Former football stadium in Malta

The Mile End Sports Ground was a football stadium located in Blata l-Bajda, Hamrun, Malta, just across the present Victor Tedesco Stadium.

Between its opening in 1912 and the inauguration of the Empire Stadium in Gżira, the Mile End SG was considered to be the 'Mecca of Maltese Football'. During the said period the stadium used to host all the important matches of the Maltese civilian football calendar, particularly matches of the Football Championship.

==History==

The stadium is considered to be the first proper football stadium in Malta for civilian use. Indeed, until then, the important matches of Maltese civilian football competitions were held at the Lyceum Football Ground in Marsa and subsequently the National Ground, next to the Ta' Braxia Cemetery in Pieta. However, in reality, these two stadiums were simply open fields which were turned into makeshift stadiums. Indeed, the field at the National Ground was even sloping.
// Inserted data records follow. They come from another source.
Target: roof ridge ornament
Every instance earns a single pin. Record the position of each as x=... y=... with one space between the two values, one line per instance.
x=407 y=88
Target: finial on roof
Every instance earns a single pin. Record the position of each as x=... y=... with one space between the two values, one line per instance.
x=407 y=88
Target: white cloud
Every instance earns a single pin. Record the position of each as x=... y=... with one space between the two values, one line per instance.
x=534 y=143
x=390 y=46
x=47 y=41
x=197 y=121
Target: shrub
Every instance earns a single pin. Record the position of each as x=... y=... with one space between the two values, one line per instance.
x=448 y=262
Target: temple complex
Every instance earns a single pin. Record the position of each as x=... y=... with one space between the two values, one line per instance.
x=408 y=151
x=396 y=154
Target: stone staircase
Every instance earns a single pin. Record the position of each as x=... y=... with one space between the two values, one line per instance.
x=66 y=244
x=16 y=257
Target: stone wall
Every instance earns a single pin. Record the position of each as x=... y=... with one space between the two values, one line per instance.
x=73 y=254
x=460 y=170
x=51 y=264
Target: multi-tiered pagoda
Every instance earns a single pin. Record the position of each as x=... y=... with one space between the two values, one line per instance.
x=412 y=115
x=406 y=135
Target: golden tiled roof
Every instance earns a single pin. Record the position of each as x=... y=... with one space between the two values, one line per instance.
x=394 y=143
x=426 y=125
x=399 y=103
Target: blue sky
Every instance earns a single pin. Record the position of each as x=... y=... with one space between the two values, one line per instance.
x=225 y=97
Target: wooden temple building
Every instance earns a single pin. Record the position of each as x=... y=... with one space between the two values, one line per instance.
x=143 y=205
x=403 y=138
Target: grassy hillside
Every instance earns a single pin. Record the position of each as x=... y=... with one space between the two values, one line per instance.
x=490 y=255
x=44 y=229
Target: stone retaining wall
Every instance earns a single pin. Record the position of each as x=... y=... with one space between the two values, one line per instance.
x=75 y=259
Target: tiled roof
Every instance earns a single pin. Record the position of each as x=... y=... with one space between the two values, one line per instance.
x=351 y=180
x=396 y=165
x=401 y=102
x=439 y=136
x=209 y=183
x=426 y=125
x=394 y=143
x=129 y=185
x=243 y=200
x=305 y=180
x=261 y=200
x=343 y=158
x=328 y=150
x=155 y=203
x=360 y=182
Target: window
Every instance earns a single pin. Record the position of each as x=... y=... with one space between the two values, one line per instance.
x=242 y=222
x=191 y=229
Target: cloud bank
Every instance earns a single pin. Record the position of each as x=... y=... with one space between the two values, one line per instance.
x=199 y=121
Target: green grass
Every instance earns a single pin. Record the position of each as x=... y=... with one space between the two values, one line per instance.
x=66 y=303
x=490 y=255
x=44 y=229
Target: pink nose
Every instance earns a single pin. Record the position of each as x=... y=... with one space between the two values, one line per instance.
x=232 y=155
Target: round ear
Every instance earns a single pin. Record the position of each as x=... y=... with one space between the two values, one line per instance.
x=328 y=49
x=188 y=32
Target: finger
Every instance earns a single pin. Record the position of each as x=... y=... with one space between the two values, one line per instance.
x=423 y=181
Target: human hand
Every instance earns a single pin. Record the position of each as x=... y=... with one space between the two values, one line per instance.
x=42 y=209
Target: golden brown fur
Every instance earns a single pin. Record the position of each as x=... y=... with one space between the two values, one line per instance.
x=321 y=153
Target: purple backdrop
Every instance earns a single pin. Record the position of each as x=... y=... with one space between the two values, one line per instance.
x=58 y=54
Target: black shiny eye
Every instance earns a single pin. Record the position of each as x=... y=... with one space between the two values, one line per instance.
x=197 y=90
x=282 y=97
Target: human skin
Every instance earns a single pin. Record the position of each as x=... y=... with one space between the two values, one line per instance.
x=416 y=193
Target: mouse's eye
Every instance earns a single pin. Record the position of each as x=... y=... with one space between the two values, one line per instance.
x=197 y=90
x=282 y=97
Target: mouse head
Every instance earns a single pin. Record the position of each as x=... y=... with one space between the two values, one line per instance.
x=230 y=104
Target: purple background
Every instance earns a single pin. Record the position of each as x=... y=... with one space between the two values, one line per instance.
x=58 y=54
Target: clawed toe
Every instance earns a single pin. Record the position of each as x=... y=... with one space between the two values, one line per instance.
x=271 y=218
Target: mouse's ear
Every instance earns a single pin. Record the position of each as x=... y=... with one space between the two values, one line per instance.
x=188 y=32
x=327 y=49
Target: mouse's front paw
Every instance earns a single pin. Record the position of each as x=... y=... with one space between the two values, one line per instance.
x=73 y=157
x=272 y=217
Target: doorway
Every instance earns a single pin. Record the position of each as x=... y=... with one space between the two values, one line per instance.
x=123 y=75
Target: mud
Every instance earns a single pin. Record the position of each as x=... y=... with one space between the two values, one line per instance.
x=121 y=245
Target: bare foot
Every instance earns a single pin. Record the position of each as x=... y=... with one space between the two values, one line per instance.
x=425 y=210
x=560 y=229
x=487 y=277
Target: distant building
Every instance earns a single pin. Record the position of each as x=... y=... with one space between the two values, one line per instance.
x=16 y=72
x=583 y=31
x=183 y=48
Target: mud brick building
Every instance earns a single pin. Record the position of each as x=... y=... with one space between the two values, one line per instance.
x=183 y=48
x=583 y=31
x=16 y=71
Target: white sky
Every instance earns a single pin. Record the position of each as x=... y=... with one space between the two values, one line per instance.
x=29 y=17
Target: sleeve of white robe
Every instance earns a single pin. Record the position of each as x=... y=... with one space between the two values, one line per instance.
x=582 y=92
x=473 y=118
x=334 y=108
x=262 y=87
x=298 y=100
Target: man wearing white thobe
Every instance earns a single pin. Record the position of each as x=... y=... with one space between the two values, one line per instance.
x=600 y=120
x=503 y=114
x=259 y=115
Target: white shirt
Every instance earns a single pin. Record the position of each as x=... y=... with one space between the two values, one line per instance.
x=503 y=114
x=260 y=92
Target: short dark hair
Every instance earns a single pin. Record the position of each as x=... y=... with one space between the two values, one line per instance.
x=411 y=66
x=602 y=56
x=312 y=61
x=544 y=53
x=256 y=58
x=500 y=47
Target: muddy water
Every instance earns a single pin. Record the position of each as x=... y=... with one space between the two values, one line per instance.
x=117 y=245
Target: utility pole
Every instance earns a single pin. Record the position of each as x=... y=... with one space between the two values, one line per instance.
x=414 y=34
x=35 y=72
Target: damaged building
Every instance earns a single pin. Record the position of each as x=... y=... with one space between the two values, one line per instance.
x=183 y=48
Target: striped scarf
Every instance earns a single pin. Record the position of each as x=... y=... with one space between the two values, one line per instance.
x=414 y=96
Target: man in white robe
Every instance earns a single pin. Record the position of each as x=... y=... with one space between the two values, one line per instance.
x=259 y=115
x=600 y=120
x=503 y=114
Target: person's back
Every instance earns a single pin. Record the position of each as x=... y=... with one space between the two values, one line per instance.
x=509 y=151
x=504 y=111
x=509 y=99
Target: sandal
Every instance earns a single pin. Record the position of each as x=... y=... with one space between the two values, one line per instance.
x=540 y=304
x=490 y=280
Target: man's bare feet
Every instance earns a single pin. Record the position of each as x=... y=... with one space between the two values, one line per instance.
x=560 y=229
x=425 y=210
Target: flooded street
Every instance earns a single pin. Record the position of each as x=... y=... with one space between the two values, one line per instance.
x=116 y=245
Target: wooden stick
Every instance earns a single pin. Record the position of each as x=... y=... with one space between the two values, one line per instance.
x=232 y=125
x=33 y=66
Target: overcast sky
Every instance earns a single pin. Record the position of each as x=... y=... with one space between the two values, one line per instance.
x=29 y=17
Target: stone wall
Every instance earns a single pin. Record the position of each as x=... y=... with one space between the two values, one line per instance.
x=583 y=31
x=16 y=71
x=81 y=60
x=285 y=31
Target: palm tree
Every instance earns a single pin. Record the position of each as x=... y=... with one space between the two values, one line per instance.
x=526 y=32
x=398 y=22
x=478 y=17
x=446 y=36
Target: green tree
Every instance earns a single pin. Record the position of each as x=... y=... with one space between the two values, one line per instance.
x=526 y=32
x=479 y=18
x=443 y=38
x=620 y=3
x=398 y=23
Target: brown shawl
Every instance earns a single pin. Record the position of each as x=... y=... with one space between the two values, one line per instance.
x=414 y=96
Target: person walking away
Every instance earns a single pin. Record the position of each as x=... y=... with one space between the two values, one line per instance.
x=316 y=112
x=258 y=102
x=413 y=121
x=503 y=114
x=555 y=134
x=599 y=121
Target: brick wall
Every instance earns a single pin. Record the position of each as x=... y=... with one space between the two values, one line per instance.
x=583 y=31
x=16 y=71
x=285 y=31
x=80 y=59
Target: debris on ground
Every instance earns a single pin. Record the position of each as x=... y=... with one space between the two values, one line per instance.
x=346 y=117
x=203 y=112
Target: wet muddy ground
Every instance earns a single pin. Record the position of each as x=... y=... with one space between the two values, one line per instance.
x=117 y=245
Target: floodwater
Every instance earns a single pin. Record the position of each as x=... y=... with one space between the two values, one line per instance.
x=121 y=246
Construction of the stadium started on 27 September 1911 under the supervision of F.M. Caruana. The ground was highly uneven and therefore extensive work had to be carried out to level the ground. The Mile End SG was officially opened on 12 January 1912 with a friendly match between the King's Own Malta Regiment and the Army Cup Winners, the Northamptonshire Regiment. The latter won the match three-goals to one.

The stadium hosted all the important matches of the Maltese civilian football calendar, starting from the 1911–12 Maltese Premier League. However, by the end of the World War One in 1919, the stadium fell into a state of disrepair. This paved the way for the construction of the new stadium, namely the Empire Stadium in Gzira. Once the Empire Stadium was inaugurated for the 1922/23 season, the Empire Stadium replaced the Mile End SG as the main venue of Maltese football, and the Mile End SG ended up hosting the Second Division league and lower leagues.

The stadium is touted to have been closed in 1938 following the conclusion of the 1937/38 season. However, records show that the stadium was still in use by at least 1941. In any case, the Mile End SG was eventually demolished and in its place these days there is the San Gorg Preca College.

==Layout==

The stadium had a capacity of in excess of 10,000 people. The playing pitch was 75 yards wide and 115 yards long and its surface was covered with gravel. For some time there were plans to lay natural turf on the surface but, due to the dry and warm weather conditions prevalent in Malta, the plans never materialised.

The stadium consisted of a small enclosure on Mile End Street surrounded by a stone wall, which also extended to cover both sides of it. On the other three sides, the Mile End SG had a row of wooden benches and the entire stadium was completely surrounded by wire fence mounted on forty-eight poles measuring 16 metres high.